At 09:46 AM 7/6/2005 -0400, Benoit Bezaire wrote:
>Tuesday, July 5, 2005, 9:17:50 PM, Lofton wrote:
>[...]
>LH> And model:part-longdesc would be the parentNode of that Text
>LH> Node?
>Well, Attr nodes have a ownerNode, not a parentNode... but yes (same
>concept).

parentNode -- defined on the WebCGMNode interface.
ownerNode -- defined on the WebCGMAttr interface (which derives from 
WebCGMNode).

Since Text Node does not have a derived interfaceto which to attach 
something like ownerNode, it would have to use parentNode, right?


>LH>  (Text Node has no children, and since we can't have
>LH> additional markup within application-specific metadata elements,
>LH> there will be no siblings,
>why do you say that?

Misunderstanding, see below...


>LH> as there might be if part-longdesc could have child elements that
>LH> split the text node into sibling-level pieces.)
>
>LH> Correct?
>No.

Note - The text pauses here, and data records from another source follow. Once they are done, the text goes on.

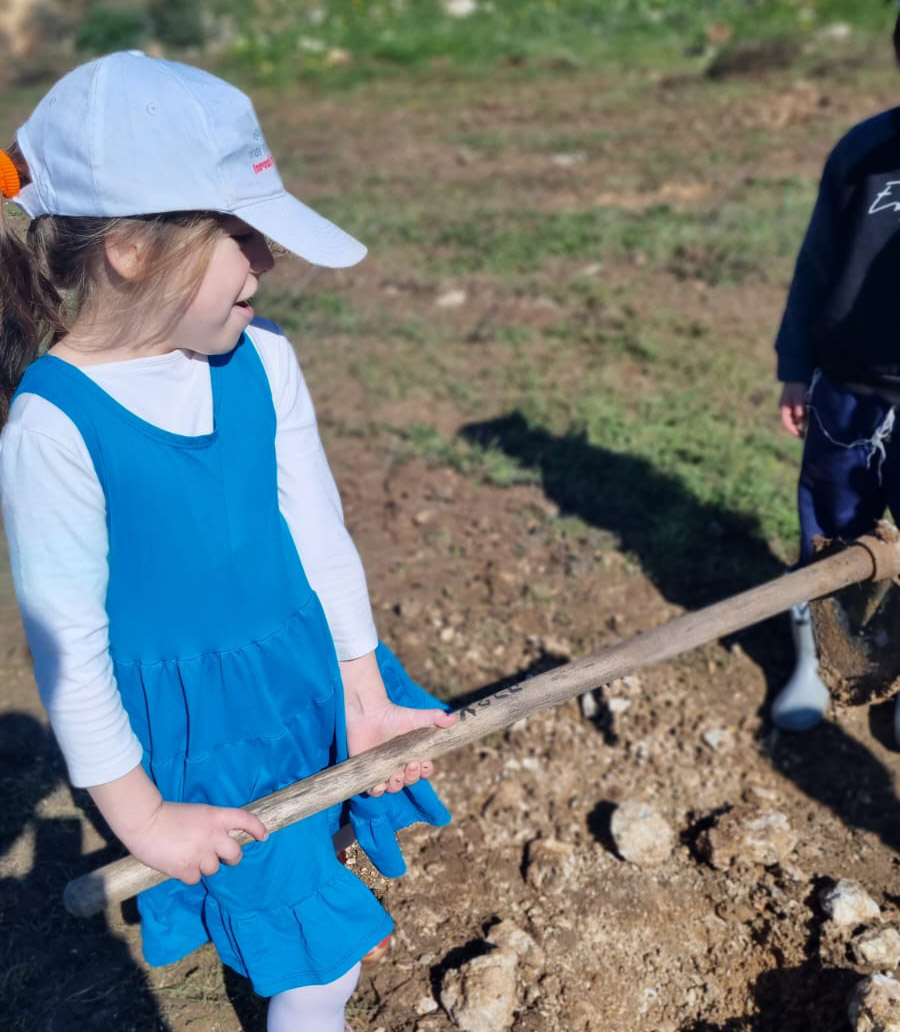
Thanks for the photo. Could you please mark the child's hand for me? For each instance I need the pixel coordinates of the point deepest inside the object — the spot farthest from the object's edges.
(381, 722)
(373, 719)
(793, 406)
(190, 840)
(182, 840)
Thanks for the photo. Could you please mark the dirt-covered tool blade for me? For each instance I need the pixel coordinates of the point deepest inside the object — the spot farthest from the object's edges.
(858, 636)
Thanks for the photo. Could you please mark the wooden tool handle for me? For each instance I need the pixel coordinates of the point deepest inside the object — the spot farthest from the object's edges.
(866, 558)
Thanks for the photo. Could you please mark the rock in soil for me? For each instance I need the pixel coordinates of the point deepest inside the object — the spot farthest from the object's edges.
(847, 903)
(641, 835)
(749, 834)
(874, 1005)
(876, 948)
(480, 996)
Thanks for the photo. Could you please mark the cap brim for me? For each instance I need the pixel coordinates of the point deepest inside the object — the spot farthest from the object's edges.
(293, 225)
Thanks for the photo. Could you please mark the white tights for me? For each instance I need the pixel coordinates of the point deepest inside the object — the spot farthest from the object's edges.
(313, 1008)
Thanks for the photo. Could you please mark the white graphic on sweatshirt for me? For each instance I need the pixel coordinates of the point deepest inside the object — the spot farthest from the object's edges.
(880, 203)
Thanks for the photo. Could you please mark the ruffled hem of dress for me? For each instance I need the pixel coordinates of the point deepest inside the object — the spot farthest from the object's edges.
(300, 943)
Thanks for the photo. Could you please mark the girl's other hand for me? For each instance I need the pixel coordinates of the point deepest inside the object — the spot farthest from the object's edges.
(190, 840)
(380, 723)
(182, 840)
(793, 405)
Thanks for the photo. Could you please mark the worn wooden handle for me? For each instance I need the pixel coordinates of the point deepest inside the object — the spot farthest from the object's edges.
(865, 559)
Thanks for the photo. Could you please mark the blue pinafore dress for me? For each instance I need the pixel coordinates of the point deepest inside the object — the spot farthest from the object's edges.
(227, 670)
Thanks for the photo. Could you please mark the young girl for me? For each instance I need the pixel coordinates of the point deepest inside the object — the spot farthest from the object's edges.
(196, 611)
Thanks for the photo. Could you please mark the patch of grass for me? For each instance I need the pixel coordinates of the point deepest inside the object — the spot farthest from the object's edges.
(351, 40)
(732, 240)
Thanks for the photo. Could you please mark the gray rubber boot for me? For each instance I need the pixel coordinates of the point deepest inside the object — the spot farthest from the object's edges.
(801, 704)
(897, 720)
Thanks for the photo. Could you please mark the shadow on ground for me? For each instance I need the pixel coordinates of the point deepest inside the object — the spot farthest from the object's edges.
(60, 973)
(696, 554)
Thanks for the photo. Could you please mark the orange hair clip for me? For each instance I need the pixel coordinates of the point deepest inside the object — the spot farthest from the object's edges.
(10, 183)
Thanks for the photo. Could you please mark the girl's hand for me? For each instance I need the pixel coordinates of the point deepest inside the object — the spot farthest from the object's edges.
(190, 840)
(384, 721)
(793, 405)
(182, 840)
(373, 719)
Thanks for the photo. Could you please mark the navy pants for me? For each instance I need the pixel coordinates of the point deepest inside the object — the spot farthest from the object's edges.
(850, 471)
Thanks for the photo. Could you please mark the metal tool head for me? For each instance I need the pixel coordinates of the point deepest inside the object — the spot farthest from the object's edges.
(858, 635)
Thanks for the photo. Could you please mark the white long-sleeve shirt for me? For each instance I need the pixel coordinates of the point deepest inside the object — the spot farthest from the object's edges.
(55, 517)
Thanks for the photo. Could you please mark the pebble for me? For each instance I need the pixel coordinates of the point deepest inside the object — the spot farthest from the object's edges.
(641, 835)
(750, 834)
(451, 299)
(717, 738)
(876, 948)
(480, 996)
(874, 1005)
(847, 903)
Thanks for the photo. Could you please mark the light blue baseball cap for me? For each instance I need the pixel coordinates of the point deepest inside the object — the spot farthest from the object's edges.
(128, 134)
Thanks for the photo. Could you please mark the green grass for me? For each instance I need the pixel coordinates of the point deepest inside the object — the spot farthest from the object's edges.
(284, 38)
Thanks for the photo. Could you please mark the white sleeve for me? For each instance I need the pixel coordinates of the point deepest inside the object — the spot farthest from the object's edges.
(55, 518)
(311, 505)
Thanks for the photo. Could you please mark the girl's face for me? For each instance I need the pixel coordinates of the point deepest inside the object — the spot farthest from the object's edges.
(220, 311)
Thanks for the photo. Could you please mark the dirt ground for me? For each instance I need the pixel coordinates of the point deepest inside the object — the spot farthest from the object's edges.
(522, 914)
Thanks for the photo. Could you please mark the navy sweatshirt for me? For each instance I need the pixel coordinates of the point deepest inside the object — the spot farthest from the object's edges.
(842, 313)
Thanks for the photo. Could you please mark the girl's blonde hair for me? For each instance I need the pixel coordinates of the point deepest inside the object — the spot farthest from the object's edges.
(50, 273)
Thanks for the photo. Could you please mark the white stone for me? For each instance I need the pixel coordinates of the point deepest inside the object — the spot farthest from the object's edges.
(451, 299)
(877, 948)
(641, 835)
(459, 8)
(746, 833)
(874, 1005)
(481, 995)
(848, 903)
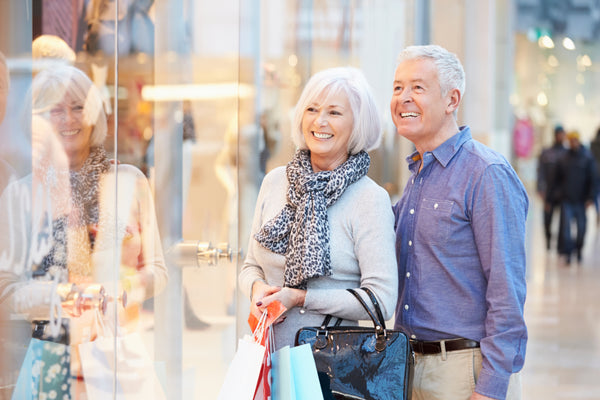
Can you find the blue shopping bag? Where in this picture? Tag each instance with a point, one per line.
(45, 372)
(294, 374)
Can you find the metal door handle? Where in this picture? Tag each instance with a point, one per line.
(196, 253)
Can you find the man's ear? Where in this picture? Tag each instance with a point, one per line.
(453, 98)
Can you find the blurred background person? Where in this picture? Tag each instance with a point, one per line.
(6, 171)
(595, 149)
(575, 180)
(546, 179)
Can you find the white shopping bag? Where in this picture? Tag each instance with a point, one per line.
(243, 372)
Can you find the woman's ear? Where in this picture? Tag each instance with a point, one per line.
(453, 98)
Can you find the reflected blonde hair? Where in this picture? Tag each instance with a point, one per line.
(366, 132)
(50, 86)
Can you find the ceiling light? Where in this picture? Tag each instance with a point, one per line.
(546, 42)
(542, 99)
(568, 44)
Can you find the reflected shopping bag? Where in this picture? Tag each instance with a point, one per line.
(45, 372)
(294, 374)
(136, 378)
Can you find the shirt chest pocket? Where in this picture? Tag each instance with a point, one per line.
(435, 220)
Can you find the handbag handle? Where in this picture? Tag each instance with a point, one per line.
(376, 305)
(376, 322)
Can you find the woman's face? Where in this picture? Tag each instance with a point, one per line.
(327, 126)
(74, 132)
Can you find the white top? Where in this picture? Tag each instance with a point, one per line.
(362, 243)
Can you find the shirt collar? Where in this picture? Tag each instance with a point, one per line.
(444, 152)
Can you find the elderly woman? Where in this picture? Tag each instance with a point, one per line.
(321, 225)
(78, 218)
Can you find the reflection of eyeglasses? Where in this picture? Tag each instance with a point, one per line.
(61, 112)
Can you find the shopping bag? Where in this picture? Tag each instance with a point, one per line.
(45, 372)
(304, 371)
(294, 374)
(119, 365)
(263, 389)
(242, 374)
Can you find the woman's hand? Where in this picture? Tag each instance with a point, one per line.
(289, 297)
(260, 289)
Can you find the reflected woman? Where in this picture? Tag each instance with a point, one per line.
(321, 225)
(86, 221)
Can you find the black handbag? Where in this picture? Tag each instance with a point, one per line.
(355, 362)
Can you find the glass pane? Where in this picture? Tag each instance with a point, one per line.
(192, 100)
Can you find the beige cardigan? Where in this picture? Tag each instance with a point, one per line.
(362, 254)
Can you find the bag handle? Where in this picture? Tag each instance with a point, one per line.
(379, 320)
(379, 327)
(376, 305)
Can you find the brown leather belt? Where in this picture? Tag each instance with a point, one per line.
(436, 347)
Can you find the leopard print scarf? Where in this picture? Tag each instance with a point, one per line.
(85, 211)
(301, 230)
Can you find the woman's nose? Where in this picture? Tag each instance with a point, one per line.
(321, 119)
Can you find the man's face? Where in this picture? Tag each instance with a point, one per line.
(418, 108)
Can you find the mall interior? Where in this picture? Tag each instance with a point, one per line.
(199, 97)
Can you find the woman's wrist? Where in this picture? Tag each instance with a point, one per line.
(258, 281)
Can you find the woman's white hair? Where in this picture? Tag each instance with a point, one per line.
(450, 70)
(50, 85)
(366, 133)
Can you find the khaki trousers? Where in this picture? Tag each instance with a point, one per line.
(452, 376)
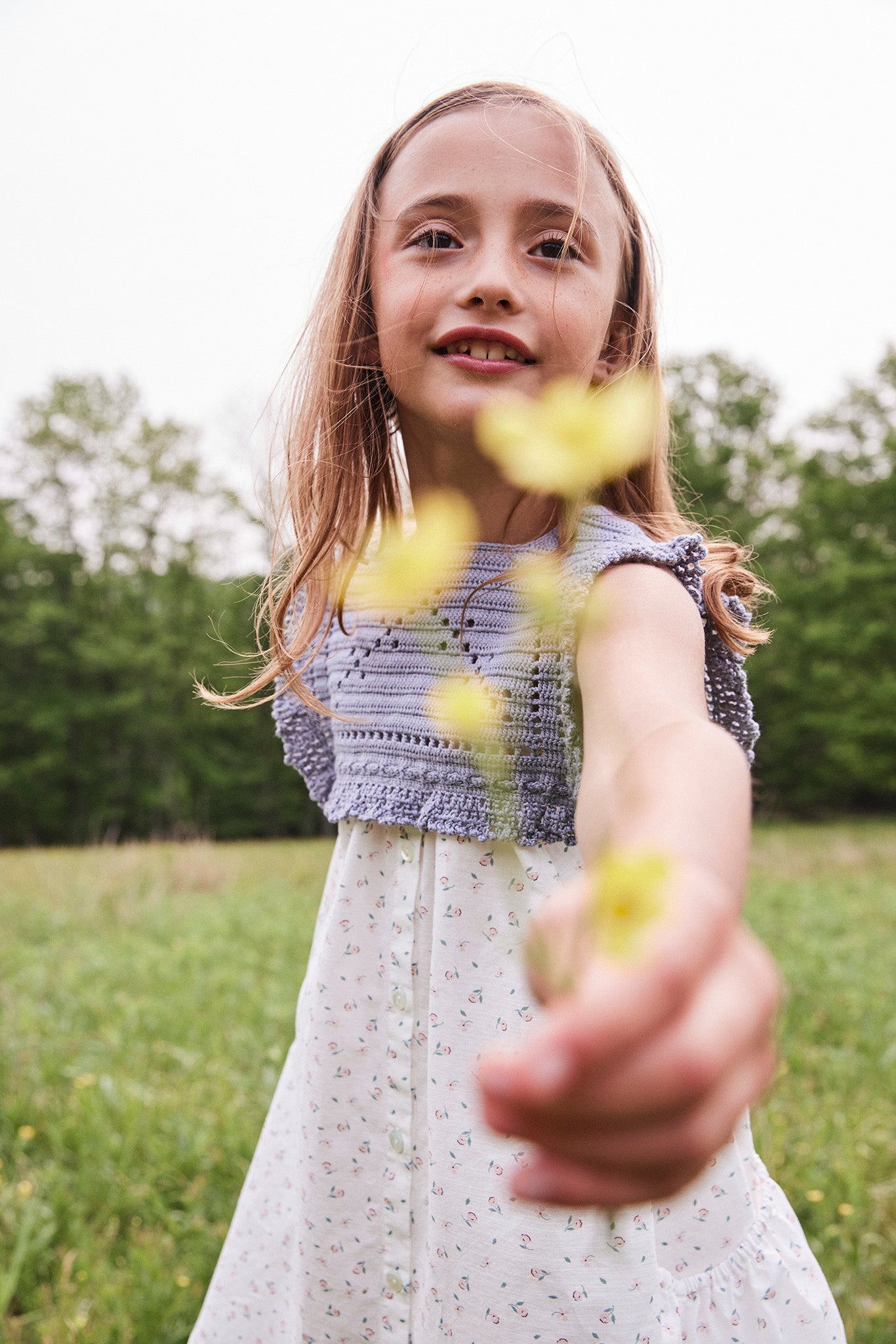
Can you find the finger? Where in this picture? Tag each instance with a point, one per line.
(730, 1019)
(552, 1181)
(615, 1005)
(693, 1135)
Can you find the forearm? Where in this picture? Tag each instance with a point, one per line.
(684, 791)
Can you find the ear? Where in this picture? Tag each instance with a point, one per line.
(617, 347)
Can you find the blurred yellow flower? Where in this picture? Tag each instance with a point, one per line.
(539, 578)
(462, 706)
(406, 569)
(626, 898)
(596, 610)
(571, 438)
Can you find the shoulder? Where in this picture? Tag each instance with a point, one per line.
(605, 541)
(652, 632)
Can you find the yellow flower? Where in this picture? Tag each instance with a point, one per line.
(626, 898)
(596, 610)
(571, 438)
(462, 706)
(406, 569)
(539, 578)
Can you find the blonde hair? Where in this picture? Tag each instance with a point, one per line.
(343, 471)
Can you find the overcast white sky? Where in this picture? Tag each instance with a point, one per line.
(174, 173)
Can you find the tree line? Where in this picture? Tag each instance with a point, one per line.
(112, 530)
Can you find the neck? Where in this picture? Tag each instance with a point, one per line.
(448, 461)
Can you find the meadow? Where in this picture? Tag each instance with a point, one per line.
(147, 1000)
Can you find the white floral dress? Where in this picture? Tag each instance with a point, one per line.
(377, 1206)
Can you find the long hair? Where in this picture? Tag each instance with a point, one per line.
(343, 469)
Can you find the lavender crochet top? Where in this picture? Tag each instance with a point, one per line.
(384, 761)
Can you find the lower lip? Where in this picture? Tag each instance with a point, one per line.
(485, 366)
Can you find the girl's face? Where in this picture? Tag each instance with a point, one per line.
(468, 296)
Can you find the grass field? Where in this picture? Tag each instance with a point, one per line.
(147, 999)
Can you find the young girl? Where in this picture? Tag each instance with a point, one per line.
(455, 1151)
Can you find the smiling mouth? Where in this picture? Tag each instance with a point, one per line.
(489, 351)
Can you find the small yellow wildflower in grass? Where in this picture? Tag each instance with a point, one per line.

Our implementation supports...
><grobject ...>
>   <model:part-longdesc>Here is a verbose description
>     <model:anotherNode>Some text</model:anotherNode>
>   </model:part-longdesc>
></grobject>

Aha, I had been thinking that application-specific elements could only go 
one deep, i.e., no have children.  But we don't say that anywhere.  (Nor do 
we say that the app-specific content model can go arbitrarily deep.)

I have no problem with app-specific elements having children.  I just 
wasn't considering those cases (which indeed could lead to siblings of Text 
Nodes, both other T.N. siblings and siblings that are other elements).  As 
in...

<grobject ...>
   <model:part-longdesc>
       Here is a verbose description
      <model:anotherNode>Some text</model:anotherNode>
      of the part whose part number is ..blah..
    </model:part-longdesc>
</grobject>


>LH> Is there anywhere else in the WebCGM DOM model that Text
>LH> Nodes appear?
>No, not in WebCGM.
>
>LH> DOM2 suggests they might represent the content of Attr nodes:
>I guess we diverged from that in an attempt to simplify things...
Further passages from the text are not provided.